Their relationship has resulted in a team chemistry unlike any other in recent memory.
“We think a lot alike,” Campbell said. “Because of that, it builds a team chemistry that has helped to shape the team into what we have now. If you look at his years of service and the wisdom that he brings to the table, this program is losing a lot just based on those two factors.”
Harvie, meanwhile, acknowledges that he, too, has benefited from being an assistant under Campbell.
“I’ve learned so much from him as far as taking care of the body and motivation,” Harvie said. “He’s a great person and is great for the program.”
What’s next?
Currently, Harvie is a track official at Bowdoin College and is the announcer for their home track meets. He also has been invited to announce at the 2007 NCAA Division III Track and Field Championships being held at Boston University, to which he replied, “I’ll do it if I am still alive.”
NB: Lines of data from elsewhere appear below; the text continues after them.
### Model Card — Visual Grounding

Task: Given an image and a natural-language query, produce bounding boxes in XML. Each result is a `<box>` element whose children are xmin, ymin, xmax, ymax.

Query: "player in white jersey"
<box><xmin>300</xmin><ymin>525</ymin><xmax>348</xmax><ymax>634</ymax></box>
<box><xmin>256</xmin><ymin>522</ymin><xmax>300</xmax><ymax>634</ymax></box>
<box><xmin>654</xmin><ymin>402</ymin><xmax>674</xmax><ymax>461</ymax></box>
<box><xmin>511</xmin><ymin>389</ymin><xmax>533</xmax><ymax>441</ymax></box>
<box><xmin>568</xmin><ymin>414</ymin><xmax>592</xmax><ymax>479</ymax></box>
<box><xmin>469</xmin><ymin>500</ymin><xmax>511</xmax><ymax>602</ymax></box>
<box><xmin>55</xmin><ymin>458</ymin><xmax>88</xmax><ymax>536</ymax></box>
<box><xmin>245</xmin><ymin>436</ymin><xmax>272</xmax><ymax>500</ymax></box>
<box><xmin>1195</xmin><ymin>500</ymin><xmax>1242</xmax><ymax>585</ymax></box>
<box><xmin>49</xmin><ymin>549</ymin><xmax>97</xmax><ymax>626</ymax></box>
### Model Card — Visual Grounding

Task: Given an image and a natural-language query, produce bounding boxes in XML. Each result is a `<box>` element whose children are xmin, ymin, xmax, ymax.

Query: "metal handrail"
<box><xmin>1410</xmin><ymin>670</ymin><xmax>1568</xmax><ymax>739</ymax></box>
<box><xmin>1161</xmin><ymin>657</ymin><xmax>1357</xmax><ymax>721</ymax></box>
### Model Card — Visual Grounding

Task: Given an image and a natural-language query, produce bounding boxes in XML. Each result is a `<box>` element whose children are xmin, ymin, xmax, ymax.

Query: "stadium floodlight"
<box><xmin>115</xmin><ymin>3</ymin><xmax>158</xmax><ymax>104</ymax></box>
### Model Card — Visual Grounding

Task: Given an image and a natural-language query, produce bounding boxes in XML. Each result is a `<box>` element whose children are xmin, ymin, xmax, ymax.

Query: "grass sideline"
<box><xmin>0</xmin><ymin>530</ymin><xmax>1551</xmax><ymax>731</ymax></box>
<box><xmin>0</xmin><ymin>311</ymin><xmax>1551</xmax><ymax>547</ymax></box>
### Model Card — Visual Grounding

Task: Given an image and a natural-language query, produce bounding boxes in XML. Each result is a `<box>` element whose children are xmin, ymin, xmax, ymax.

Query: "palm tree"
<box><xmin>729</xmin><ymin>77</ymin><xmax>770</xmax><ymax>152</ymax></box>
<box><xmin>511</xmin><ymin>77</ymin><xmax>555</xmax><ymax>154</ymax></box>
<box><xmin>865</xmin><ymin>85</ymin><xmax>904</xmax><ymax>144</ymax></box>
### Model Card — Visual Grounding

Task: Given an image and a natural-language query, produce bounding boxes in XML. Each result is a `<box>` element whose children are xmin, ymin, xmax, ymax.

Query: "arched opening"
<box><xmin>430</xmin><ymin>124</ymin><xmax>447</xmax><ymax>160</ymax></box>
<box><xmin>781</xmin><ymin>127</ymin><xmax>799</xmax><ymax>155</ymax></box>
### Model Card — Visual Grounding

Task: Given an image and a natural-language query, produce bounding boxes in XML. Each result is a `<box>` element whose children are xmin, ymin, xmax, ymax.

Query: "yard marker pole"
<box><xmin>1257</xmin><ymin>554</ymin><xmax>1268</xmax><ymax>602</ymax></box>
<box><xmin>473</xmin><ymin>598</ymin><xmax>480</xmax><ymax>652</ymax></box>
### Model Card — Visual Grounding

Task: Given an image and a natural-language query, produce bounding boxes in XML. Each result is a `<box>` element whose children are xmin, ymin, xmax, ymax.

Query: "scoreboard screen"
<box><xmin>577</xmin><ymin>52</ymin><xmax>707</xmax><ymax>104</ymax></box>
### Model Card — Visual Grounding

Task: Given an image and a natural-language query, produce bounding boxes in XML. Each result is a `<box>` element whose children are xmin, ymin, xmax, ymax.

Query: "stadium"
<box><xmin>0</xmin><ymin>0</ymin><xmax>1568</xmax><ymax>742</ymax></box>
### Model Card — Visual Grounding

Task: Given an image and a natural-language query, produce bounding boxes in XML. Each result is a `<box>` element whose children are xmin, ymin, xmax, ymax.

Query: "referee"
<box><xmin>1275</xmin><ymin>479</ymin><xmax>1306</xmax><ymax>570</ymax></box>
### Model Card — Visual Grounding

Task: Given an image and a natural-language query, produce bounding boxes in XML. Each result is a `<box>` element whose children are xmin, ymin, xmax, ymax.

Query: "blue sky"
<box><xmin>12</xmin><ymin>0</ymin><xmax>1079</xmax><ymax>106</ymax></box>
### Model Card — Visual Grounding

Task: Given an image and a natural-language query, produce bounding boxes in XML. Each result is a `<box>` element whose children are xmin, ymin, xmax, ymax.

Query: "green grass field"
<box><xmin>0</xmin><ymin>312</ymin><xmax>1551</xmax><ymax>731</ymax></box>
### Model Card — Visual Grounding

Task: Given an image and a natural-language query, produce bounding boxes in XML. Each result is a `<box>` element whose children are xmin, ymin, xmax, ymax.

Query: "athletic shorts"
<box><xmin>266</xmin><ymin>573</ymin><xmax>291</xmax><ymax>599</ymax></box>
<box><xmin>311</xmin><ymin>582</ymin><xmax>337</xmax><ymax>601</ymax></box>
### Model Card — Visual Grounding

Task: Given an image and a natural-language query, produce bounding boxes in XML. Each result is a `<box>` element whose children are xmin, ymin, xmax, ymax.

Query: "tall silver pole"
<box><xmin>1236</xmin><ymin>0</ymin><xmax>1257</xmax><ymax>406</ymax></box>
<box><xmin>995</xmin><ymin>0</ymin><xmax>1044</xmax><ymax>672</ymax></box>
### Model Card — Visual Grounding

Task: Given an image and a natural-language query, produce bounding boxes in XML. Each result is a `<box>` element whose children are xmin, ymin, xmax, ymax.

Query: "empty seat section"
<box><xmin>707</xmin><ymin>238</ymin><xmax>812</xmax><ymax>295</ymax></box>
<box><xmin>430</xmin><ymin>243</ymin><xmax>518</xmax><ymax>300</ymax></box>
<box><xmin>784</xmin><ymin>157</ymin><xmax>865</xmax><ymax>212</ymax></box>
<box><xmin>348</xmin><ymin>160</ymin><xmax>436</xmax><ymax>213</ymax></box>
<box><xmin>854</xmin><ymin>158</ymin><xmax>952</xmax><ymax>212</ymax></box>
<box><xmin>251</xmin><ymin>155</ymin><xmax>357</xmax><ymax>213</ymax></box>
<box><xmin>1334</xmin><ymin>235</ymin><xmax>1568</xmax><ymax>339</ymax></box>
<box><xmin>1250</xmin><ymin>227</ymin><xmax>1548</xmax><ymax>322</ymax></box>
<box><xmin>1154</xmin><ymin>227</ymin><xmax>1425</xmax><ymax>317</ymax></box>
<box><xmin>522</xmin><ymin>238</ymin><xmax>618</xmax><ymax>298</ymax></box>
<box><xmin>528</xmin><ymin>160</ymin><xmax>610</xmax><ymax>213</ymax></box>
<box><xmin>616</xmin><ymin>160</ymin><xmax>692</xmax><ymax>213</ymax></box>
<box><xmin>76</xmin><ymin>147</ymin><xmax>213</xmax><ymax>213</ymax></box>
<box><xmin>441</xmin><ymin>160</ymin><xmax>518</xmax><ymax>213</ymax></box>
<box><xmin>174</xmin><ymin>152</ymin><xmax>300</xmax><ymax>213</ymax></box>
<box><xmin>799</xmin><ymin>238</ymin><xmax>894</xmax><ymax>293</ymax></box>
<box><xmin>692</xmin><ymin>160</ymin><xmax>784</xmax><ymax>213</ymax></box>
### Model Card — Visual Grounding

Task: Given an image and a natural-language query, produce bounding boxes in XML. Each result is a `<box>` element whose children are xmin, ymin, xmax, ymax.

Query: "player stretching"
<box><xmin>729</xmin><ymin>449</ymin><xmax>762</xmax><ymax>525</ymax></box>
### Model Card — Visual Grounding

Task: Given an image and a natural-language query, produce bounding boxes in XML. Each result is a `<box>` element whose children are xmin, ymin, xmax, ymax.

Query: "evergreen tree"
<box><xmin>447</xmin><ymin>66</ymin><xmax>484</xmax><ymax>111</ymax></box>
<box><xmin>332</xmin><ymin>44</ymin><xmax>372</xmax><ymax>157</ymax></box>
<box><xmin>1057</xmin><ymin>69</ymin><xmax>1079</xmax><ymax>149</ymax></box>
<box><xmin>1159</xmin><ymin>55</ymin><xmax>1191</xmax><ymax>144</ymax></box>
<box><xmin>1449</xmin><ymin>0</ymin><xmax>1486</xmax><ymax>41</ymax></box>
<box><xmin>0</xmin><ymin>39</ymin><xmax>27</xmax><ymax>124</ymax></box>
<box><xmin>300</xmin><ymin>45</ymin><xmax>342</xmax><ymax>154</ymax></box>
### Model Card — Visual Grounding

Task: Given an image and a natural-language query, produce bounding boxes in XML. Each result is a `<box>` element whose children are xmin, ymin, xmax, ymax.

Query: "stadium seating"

Still, though, no one in the Edward Little community thinks that they have seen the last of Harvie. He continues to substitute teach in the school system and Campbell and others in the track program feel that Harvie may make a few stops into practice next spring, just to check things out.
“His dedication to the kids is surpassed only by his love for the sport,” Campbell said. “For that reason, I don’t think he’ll ever stop coming by and helping out, even without getting paid. He has gone, and probably will continue to go above and beyond the call of duty of an assistant coach.”